Project 3 – Impact of the Cystic Fibrosis lung environment on filamentous fungal pathogenesis and host defense responses. Cystic Fibrosis (CF) patients face long term and persistent infection with filamentous fungi such as Aspergillus fumigatus that leads to lung function decline. In particular, CF patients are at risk for development of the disease Allergic Bronchopulmonary Aspergillosis (ABPA) which is characterized in part by an extreme Th2 like inflammatory response in the face of persistent fungal growth in the airways. Mechanisms of A. fumigatus pathogenesis in the CF lung are poorly understood and treatments for ABPA are often unsuccessful. We are utilizing a series of longitudinal A. fumigatusclinical isolates from CF patients provided by the Cystic Fibrosis Research Foundation funded Dartmouth Translational Research Core to uncover genes driving A. fumigatus persistence in the CF lung. In addition, we are developing a new murine model of ABPA that is based on the ability of a recently isolated A. fumigatus strain to persistent in the lung. These tools will allow us to address fundamental questions related to fungal infection in CF patients such as how new CF therapeutics impact fungal and host defense responses.

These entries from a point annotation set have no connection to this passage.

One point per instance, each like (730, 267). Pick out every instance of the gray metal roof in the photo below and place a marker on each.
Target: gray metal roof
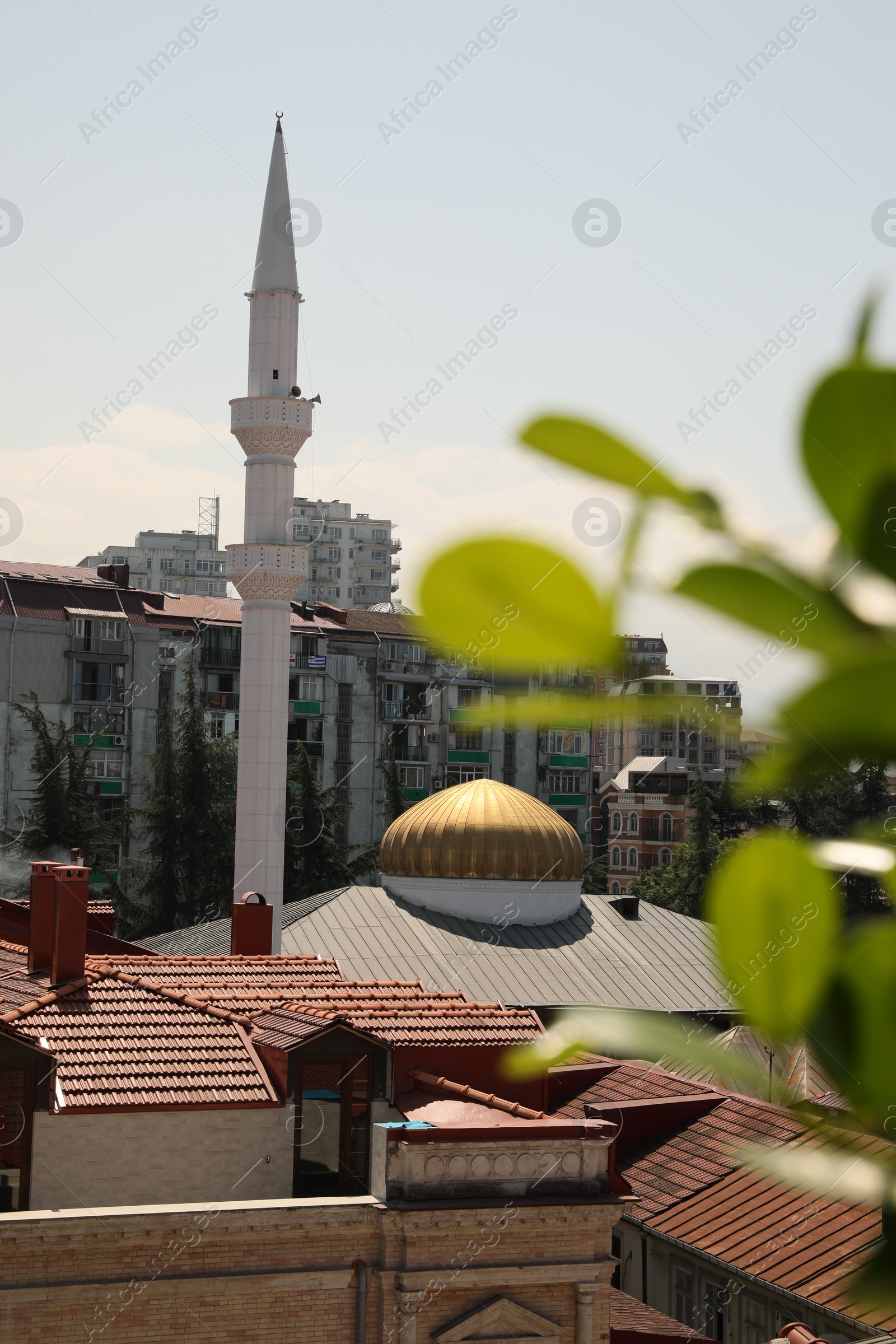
(660, 962)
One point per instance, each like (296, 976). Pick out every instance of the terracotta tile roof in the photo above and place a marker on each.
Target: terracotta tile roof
(406, 1014)
(123, 1043)
(631, 1316)
(242, 984)
(628, 1081)
(805, 1244)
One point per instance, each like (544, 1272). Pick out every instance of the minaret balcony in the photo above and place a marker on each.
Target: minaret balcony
(270, 425)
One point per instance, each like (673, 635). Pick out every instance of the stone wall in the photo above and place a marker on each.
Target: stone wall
(160, 1156)
(287, 1271)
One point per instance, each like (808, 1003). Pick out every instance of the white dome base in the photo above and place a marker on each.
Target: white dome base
(497, 901)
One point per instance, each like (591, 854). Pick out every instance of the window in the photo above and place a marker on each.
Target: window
(754, 1331)
(93, 680)
(566, 744)
(683, 1295)
(105, 765)
(334, 1127)
(16, 1119)
(713, 1311)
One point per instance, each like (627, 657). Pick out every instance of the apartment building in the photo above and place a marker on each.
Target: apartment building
(352, 558)
(665, 731)
(174, 562)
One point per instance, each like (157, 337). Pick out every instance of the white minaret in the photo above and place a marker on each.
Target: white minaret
(270, 425)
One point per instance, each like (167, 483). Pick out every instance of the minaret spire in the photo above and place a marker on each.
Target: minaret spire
(270, 425)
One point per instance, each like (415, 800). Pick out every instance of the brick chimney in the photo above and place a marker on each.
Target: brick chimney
(70, 924)
(42, 906)
(117, 575)
(251, 926)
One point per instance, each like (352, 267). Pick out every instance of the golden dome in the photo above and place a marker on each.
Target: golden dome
(481, 830)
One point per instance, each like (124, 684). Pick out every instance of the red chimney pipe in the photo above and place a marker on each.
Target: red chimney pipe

Project 4 – Mechanisms of ocular drug-antifungal drug synergy for the treatment of fungal keratitis. Fungal keratitis is a devastating disease most commonly found in tropical and sub-tropical regions of the world. Infection of the eye with filamentous fungi such as Aspergillus and Fusarium species can lead to loss of vision. In collaboration with Dr. Michael Zegans at Dartmouth Hitchcock Medical Center and the Aravind Eye Hospital in India, we are exploring new approaches for the treatment of fungal keratitis. Recently, we discovered that commonly used ocular drugs have potential synergistic activity when combined with existing antifungals (Natamycin and Voriconazole) against Fusarium and Aspergillus species (Rees et al 2019 Antimicrobial Agents and Chemotherapy). Ongoing studies seek to define the mechanism of action of these ocular drugs against fungi and to utilize a series of clinical Fusarium keratitis isolates to better understand keratitis pathogenesis mechanisms in these increasingly common eye infections.